Note about crash last time!
GooFit and LmFit both seem to have compiled code that expects OpenMP - and at least on my Mac, they were linked with different OpenMP libraries (Anaconda's Intel libomp for LmFit, and HomeBrew's libomp for GooFit). So that's why it crashed. I've reinstalled GooFit without OpenMP for now.
GooFit
If you really want to try GooFit, you can try this on OSC:
!pip install --user scikit-build cmake
!PATH=$HOME/.local/bin:$PATH pip install --user --verbose goofit
The extra requirements here are partially to ensure it gets the highest level of optimization, and partially requirements that will eventually go away.

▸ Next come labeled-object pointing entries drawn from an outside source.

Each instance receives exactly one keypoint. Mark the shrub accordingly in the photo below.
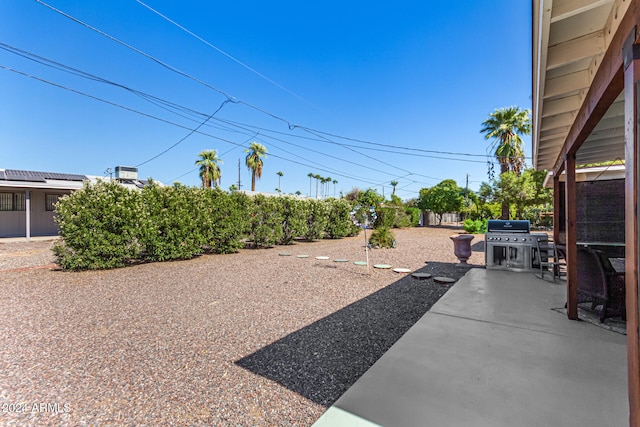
(386, 217)
(318, 213)
(99, 226)
(414, 214)
(339, 223)
(170, 229)
(265, 224)
(382, 237)
(223, 220)
(294, 218)
(477, 226)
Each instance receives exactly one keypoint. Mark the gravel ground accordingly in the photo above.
(249, 339)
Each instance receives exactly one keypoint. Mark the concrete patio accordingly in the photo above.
(496, 350)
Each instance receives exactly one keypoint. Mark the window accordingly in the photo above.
(50, 201)
(12, 201)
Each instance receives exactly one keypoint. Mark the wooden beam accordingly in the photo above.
(575, 50)
(571, 236)
(568, 8)
(566, 84)
(605, 88)
(632, 110)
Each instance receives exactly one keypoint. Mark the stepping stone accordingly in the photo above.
(383, 266)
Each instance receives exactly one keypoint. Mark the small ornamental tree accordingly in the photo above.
(443, 197)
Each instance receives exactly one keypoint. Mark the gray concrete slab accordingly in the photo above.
(491, 352)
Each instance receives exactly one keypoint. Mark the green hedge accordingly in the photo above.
(107, 225)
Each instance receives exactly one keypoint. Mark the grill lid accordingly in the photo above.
(506, 226)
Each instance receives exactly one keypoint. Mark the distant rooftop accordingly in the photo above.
(34, 176)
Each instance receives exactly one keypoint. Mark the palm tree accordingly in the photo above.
(311, 176)
(317, 177)
(210, 172)
(505, 126)
(279, 173)
(394, 183)
(254, 162)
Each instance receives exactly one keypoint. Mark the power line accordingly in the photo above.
(226, 54)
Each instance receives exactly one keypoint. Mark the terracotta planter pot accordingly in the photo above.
(462, 248)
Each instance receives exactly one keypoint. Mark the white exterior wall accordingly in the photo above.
(13, 223)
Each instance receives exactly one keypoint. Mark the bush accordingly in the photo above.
(99, 226)
(475, 226)
(317, 218)
(265, 225)
(383, 237)
(386, 217)
(170, 228)
(414, 214)
(294, 218)
(223, 220)
(339, 223)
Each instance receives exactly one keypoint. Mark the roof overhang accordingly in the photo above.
(570, 40)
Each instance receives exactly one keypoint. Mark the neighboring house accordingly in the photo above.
(27, 199)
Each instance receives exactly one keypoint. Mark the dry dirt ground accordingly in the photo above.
(249, 339)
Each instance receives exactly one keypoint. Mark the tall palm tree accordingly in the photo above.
(254, 162)
(505, 126)
(311, 176)
(394, 183)
(318, 178)
(210, 172)
(279, 173)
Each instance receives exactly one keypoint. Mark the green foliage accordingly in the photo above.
(170, 229)
(442, 198)
(317, 219)
(382, 237)
(99, 226)
(414, 215)
(107, 225)
(386, 217)
(223, 220)
(339, 223)
(265, 225)
(294, 218)
(477, 226)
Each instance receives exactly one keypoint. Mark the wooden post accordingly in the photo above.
(571, 236)
(556, 209)
(631, 111)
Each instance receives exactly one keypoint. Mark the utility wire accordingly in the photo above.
(234, 59)
(233, 99)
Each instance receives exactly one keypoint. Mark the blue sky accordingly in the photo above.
(318, 83)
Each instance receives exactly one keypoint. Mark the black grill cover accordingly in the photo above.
(504, 226)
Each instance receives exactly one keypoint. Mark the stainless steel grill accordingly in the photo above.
(510, 245)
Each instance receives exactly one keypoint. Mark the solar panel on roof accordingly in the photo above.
(34, 176)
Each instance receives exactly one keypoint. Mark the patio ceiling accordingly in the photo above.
(570, 38)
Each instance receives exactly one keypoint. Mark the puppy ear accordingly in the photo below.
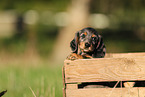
(74, 43)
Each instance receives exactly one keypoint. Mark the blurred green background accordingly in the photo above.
(35, 36)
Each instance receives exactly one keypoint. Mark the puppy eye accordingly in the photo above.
(83, 36)
(94, 38)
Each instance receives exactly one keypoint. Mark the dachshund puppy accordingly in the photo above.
(87, 43)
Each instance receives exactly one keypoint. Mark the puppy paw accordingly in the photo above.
(74, 56)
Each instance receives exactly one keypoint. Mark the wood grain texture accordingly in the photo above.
(104, 69)
(106, 92)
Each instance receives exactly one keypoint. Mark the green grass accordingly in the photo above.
(19, 80)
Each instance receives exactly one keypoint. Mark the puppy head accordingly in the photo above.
(85, 39)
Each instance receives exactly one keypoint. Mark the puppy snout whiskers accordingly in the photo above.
(87, 45)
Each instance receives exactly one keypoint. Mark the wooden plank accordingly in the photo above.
(106, 92)
(104, 69)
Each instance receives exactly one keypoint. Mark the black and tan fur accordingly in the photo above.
(87, 43)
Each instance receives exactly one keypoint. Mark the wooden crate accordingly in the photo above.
(114, 67)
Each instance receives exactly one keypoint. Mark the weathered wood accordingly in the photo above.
(104, 69)
(106, 92)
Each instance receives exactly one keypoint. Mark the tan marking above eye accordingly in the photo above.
(93, 35)
(85, 33)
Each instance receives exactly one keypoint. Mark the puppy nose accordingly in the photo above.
(87, 45)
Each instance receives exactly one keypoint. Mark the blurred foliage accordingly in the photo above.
(123, 34)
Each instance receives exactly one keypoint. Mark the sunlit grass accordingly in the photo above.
(20, 81)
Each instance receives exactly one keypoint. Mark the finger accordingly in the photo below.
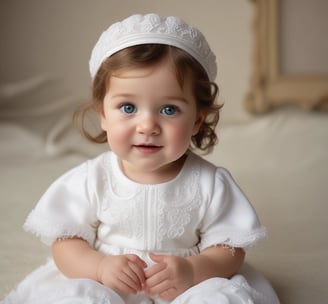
(168, 294)
(156, 258)
(135, 259)
(139, 272)
(159, 288)
(157, 279)
(130, 281)
(153, 270)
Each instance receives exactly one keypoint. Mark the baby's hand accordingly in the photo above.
(169, 277)
(123, 273)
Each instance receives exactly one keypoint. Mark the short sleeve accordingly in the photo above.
(65, 210)
(229, 219)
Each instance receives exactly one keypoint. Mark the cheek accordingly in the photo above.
(181, 135)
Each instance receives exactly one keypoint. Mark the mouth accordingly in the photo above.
(147, 148)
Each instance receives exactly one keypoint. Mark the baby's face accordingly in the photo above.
(149, 119)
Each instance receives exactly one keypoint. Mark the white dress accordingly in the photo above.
(199, 208)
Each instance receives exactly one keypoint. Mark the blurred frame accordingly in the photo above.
(269, 86)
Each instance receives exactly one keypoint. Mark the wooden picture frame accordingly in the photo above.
(269, 86)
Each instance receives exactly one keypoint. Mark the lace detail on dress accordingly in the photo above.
(148, 213)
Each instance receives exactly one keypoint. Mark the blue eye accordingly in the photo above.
(169, 110)
(128, 108)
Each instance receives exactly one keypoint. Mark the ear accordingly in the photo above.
(102, 117)
(198, 122)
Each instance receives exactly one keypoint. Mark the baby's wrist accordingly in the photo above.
(99, 272)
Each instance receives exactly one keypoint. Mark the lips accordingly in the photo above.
(147, 148)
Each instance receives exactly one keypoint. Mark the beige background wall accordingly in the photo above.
(54, 39)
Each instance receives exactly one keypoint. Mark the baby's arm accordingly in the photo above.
(76, 259)
(173, 275)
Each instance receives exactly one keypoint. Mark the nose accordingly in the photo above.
(148, 125)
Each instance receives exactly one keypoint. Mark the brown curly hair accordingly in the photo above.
(205, 92)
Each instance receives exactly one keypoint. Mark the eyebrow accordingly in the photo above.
(126, 95)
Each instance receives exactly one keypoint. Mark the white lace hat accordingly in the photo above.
(152, 28)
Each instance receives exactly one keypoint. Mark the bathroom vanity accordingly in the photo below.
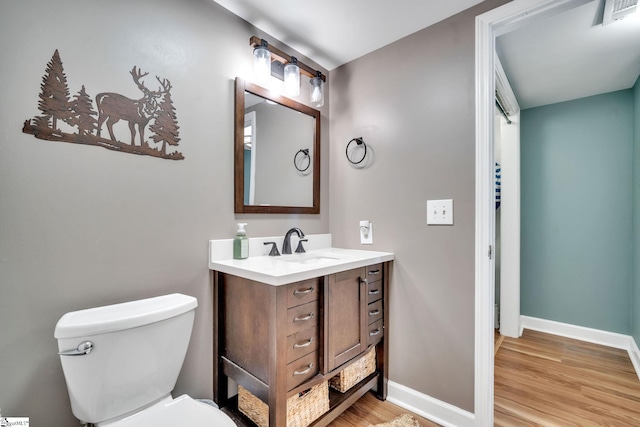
(285, 324)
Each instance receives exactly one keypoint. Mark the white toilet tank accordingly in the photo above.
(120, 358)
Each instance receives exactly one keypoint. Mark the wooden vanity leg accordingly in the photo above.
(382, 349)
(220, 380)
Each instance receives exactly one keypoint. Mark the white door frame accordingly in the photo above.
(488, 26)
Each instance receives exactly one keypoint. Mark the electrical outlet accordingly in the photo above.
(366, 233)
(440, 212)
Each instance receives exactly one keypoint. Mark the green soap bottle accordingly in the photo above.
(241, 243)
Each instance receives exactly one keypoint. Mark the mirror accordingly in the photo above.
(277, 153)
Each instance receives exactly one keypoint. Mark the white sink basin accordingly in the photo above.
(284, 269)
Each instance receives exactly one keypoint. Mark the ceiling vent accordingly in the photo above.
(615, 10)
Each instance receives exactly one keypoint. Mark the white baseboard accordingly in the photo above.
(596, 336)
(428, 407)
(634, 355)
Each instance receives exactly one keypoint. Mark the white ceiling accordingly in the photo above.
(334, 32)
(571, 55)
(568, 56)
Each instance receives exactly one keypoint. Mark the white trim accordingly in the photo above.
(504, 90)
(634, 355)
(595, 336)
(488, 25)
(428, 407)
(485, 222)
(510, 227)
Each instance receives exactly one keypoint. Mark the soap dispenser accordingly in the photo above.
(241, 243)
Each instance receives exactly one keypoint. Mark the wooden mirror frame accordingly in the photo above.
(240, 87)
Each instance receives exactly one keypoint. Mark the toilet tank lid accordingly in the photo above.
(117, 317)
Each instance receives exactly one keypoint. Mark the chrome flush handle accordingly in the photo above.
(82, 349)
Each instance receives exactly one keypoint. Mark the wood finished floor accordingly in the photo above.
(546, 380)
(369, 410)
(542, 380)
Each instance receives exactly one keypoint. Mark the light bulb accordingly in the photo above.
(262, 64)
(317, 92)
(292, 78)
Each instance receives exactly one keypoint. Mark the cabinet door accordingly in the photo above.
(346, 303)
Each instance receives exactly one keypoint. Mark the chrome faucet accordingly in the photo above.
(286, 245)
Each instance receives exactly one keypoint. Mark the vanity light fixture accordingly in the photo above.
(292, 78)
(317, 91)
(286, 68)
(262, 63)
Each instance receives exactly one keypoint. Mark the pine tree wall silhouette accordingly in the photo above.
(155, 109)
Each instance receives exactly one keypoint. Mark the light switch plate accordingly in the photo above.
(440, 212)
(366, 232)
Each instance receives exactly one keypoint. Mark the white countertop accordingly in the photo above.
(285, 269)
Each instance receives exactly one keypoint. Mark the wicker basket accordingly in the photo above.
(302, 408)
(356, 372)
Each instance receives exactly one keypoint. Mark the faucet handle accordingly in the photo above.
(274, 248)
(300, 248)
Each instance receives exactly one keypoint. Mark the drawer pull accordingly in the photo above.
(303, 344)
(306, 371)
(303, 291)
(303, 318)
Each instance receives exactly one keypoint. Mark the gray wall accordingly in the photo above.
(82, 226)
(636, 213)
(577, 227)
(413, 103)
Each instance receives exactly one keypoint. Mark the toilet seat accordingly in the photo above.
(182, 411)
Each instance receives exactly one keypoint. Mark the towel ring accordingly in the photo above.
(305, 152)
(359, 141)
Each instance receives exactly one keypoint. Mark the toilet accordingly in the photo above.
(121, 363)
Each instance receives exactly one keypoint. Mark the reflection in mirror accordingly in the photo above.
(270, 134)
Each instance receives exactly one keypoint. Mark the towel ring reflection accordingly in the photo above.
(305, 152)
(360, 142)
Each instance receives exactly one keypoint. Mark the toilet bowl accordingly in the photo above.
(121, 362)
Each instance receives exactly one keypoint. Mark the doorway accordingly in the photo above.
(488, 26)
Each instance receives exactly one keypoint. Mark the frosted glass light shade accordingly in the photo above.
(292, 78)
(317, 92)
(262, 65)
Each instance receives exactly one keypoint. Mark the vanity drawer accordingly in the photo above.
(302, 292)
(301, 370)
(374, 291)
(302, 317)
(374, 273)
(374, 312)
(302, 343)
(376, 331)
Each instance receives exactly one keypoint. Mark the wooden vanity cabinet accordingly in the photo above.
(276, 341)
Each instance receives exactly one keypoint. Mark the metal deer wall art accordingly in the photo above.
(74, 120)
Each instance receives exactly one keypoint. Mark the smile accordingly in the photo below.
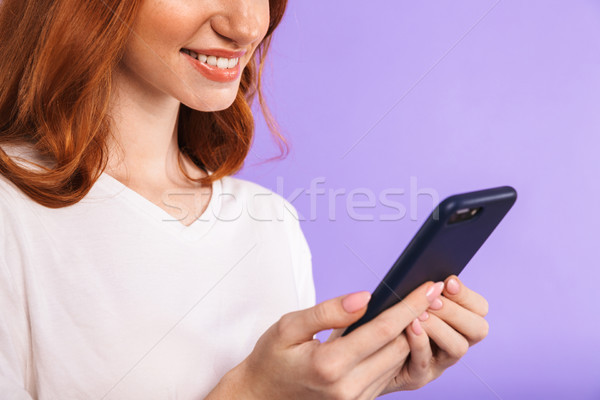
(219, 62)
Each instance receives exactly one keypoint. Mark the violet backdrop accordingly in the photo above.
(456, 96)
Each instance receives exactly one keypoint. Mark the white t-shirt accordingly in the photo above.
(112, 298)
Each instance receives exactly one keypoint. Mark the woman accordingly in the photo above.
(134, 266)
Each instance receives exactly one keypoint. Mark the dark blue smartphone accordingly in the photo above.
(448, 239)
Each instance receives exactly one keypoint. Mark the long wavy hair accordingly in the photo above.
(59, 107)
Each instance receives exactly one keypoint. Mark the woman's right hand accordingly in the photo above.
(287, 363)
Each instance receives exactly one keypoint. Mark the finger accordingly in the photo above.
(372, 336)
(336, 333)
(417, 369)
(469, 324)
(379, 368)
(340, 312)
(384, 384)
(451, 345)
(456, 291)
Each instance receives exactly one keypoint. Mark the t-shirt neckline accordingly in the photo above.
(162, 218)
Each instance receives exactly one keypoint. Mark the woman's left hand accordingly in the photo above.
(453, 323)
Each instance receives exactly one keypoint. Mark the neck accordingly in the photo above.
(144, 147)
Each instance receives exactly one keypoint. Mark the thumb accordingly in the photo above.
(339, 312)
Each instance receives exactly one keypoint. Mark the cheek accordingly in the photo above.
(163, 27)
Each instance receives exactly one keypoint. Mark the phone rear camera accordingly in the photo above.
(464, 214)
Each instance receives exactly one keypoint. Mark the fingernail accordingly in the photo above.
(436, 304)
(356, 301)
(434, 291)
(453, 286)
(417, 327)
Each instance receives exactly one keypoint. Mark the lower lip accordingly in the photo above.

If you are on macOS, scikit-build is broken, you'll need !pip install scikit-build==0.6.1
.
from scipy.stats import norm, multivariate_normal
import matplotlib.pyplot as plt
import numpy as np
state = np.random.RandomState(42)
gauss_part = state.normal(1, 2, size=100_000)
lin_part = state.uniform(low=-10, high=10, size=50_000)
total_rand = np.concatenate([gauss_part, lin_part])
import goofit
We need an observable, with a range from -10 to 10.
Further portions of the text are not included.